Neumann fully embraces that notion on American Made, the BoDeans’ eleventh album. Its dozen songs are laced through with strands of indigenous roots elements—Heartland hoedown folk (“American,” with guest Jake Owen spinning out the guitar solo), Celtic-rooted mountain music (“Walk Through This World,” “Flyaway”), zydeco (“Everything You Wanted”), Southern roadhouse soul (“Don’t Bring Me Down”), Chicago blues (“Shake the Fever”) and 100-proof roots rock (“All the World”). These tracks are played with heartfelt emotion as well as jaw-dropping skillfulness by the band—Neumann on vocals and guitars, original member Michael Ramos (Patty Griffin, John Mellencamp) on keyboards and accordion, longtime BoDeans bassist Ryan Bowman and new member Warren Hood, a fiddle/violin virtuoso from Austin.

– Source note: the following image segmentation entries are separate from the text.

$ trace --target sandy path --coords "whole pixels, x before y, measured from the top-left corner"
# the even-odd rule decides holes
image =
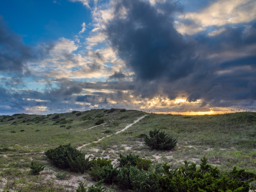
[[[125,130],[126,130],[126,129],[128,129],[128,128],[129,128],[129,127],[130,127],[132,126],[132,125],[133,125],[134,124],[135,124],[135,123],[136,123],[138,122],[139,121],[140,121],[141,119],[142,119],[143,118],[145,117],[147,115],[144,115],[144,116],[142,116],[142,117],[140,117],[139,119],[137,119],[137,120],[135,121],[132,123],[132,124],[129,124],[126,127],[124,127],[124,129],[122,129],[121,131],[118,131],[117,132],[116,132],[115,134],[118,134],[118,133],[120,133],[121,132],[123,132]],[[90,128],[89,129],[91,129],[91,128]],[[103,140],[104,138],[105,138],[106,137],[110,137],[110,136],[112,136],[113,135],[113,134],[112,134],[112,135],[107,135],[107,136],[106,136],[106,137],[103,137],[102,138],[101,138],[100,139],[99,139],[97,141],[92,141],[92,142],[91,143],[87,143],[86,144],[84,144],[84,145],[83,145],[82,146],[80,146],[80,147],[78,147],[76,148],[77,149],[81,149],[82,147],[85,147],[85,146],[86,146],[86,145],[89,145],[89,144],[91,144],[91,143],[98,143],[99,141],[101,140]]]
[[[131,127],[132,125],[133,125],[134,124],[135,124],[135,123],[136,123],[138,122],[141,119],[142,119],[143,118],[145,117],[147,115],[144,115],[144,116],[142,116],[142,117],[140,117],[138,119],[137,119],[137,120],[135,121],[132,123],[132,124],[129,124],[126,127],[124,127],[124,129],[122,129],[121,131],[118,131],[117,132],[116,132],[115,134],[118,134],[118,133],[120,133],[121,132],[123,132],[125,130],[126,130],[126,129],[128,129],[128,128],[129,128],[129,127]],[[93,128],[94,128],[94,127],[98,127],[99,126],[100,126],[100,125],[104,125],[104,124],[105,124],[106,123],[104,123],[104,124],[101,124],[100,125],[96,125],[96,126],[94,126],[93,127],[91,127],[91,128],[89,128],[88,129],[84,129],[84,130],[81,130],[80,131],[77,131],[75,132],[79,132],[82,131],[85,131],[86,130],[88,130],[89,129],[92,129]],[[107,135],[106,137],[103,137],[102,138],[101,138],[100,139],[99,139],[97,141],[92,141],[92,142],[91,142],[91,143],[87,143],[86,144],[84,144],[84,145],[83,145],[81,146],[80,146],[79,147],[78,147],[76,148],[77,149],[81,149],[82,148],[83,148],[83,147],[85,146],[86,145],[89,145],[89,144],[91,144],[91,143],[98,143],[98,142],[101,140],[103,140],[104,138],[105,138],[106,137],[110,137],[110,136],[112,136],[112,135],[113,135],[113,134],[112,135]],[[7,157],[7,156],[12,156],[12,155],[29,155],[29,154],[41,154],[41,153],[43,153],[44,152],[44,151],[43,151],[42,152],[35,152],[35,153],[19,153],[19,154],[6,154],[6,155],[0,155],[0,156],[4,156],[4,157]]]

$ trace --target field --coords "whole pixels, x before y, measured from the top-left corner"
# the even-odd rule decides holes
[[[91,185],[94,182],[87,173],[68,172],[65,180],[55,176],[64,171],[51,164],[44,152],[69,143],[86,157],[107,157],[114,164],[120,153],[139,154],[155,164],[168,162],[173,168],[185,160],[199,164],[206,156],[208,163],[223,171],[236,165],[256,175],[255,113],[184,116],[121,111],[0,116],[0,191],[75,191],[79,182]],[[151,150],[145,145],[143,137],[155,128],[178,137],[174,149]],[[30,174],[32,160],[46,165],[39,175]]]

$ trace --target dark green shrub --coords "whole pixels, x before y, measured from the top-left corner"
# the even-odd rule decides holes
[[[106,130],[106,131],[103,131],[102,132],[103,133],[104,133],[104,134],[108,134],[108,133],[111,133],[112,132],[112,131],[111,130]]]
[[[92,166],[99,166],[102,167],[104,166],[111,165],[111,160],[107,158],[98,157],[97,159],[95,157],[91,161]]]
[[[105,183],[111,184],[116,182],[118,171],[117,167],[113,167],[111,164],[100,167],[96,164],[92,167],[92,170],[88,172],[94,180],[103,180]]]
[[[116,111],[116,109],[114,109],[114,108],[111,108],[110,109],[108,110],[107,111],[107,113],[113,113],[115,111]]]
[[[115,121],[113,123],[113,124],[115,126],[118,126],[119,125],[119,123],[117,121]]]
[[[11,118],[10,118],[9,119],[7,119],[6,120],[6,121],[12,121],[12,120],[14,119],[14,117],[12,117]]]
[[[104,119],[100,119],[95,122],[95,124],[96,125],[100,125],[101,124],[103,123],[103,122],[104,122]]]
[[[149,132],[149,137],[147,135],[144,138],[146,145],[152,149],[160,150],[171,149],[177,144],[177,139],[173,138],[172,135],[167,135],[164,131],[155,129]]]
[[[59,119],[60,118],[60,115],[56,115],[54,116],[52,118],[52,119]]]
[[[56,177],[60,179],[64,179],[67,177],[67,172],[66,171],[62,174],[58,173],[57,175],[55,175],[55,176],[56,176]]]
[[[97,114],[95,116],[95,117],[98,118],[101,118],[104,116],[104,115],[103,114]]]
[[[136,166],[139,169],[148,171],[149,167],[152,166],[153,162],[153,161],[148,159],[142,159],[139,157],[135,163]]]
[[[91,119],[92,119],[92,117],[89,115],[87,115],[81,118],[81,121],[86,121],[86,120],[90,120]]]
[[[43,163],[32,161],[29,167],[31,169],[30,172],[32,175],[39,175],[40,172],[44,170],[45,167],[45,165]]]
[[[85,159],[85,154],[70,143],[50,149],[44,153],[52,164],[61,169],[83,173],[91,166],[89,158]]]
[[[82,112],[78,112],[76,114],[76,116],[80,116],[82,114]]]
[[[117,160],[120,163],[120,166],[121,167],[124,167],[130,165],[132,166],[136,166],[136,161],[139,158],[140,156],[138,155],[132,155],[129,153],[125,156],[121,154],[119,156],[119,158]]]
[[[132,181],[130,179],[131,170],[134,167],[125,166],[119,169],[118,175],[116,178],[118,188],[122,189],[132,189]]]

As it turns out, the album title bears a thematic resonance as well as a stylistic one. With American Made, the BoDeans have created a soul-stirring song cycle that directly reflects the American experience at this critical moment in our history. The album—which also includes a powerful rendition of Bruce Springsteen’s “I’m on Fire”—was inspired by Neumann’s blue-collar upbringing and his desire to express what a great country America remains, despite its troubles and the challenges facing it today.

“As we’ve moved into the new millennium, we’ve begun to question our identity as Americans—who we are, or who we want to be,” says Neumann. “With the onset of the Tea party and the Occupy movement, it feels like we’re pulling in two very different directions. The song ‘American’ talks about this land of ‘endless possibility,’ and ‘Where else in the world you ever gonna find this kind of ideology?’ We’re lucky to have the rights and opportunities that we have, but I believe those rights come with a responsibility to help each other along. It’s wrong to stockpile millions or billions of dollars while all your neighbors struggle to survive. It feels like we’re losing the common sense that has always guided us, and that worries me. We’re so out of touch with each other—and just trying to find an American-made product has become almost comical. I wanted to bring that all of that to the surface—hence the album title.”

If American Made is about resilience in the face of daunting obstacles, the same can be said of the unforeseen circumstances that led to the album’s creation. Sam Llanas, one of the original members, left the band last year in order to launch a solo career, the news coming just one day after the release of the band’s previous LP, Indigo Dreams. When Llanas quit, Neumann could have thrown in the towel, but he chose to stick with what he’d begun nearly three decades earlier as the band’s driving force and the architect of its sound. So he and his fellow band members cinched up their belts and carried on. Since then, Neumann has discovered that while unexpected change can be difficult, it can also be revitalizing.

The first order of business was to come up with a cohesive batch of material—Neumann didn’t realize going into the process that it would yield what amounted to the most intensely personal songs he’d ever written.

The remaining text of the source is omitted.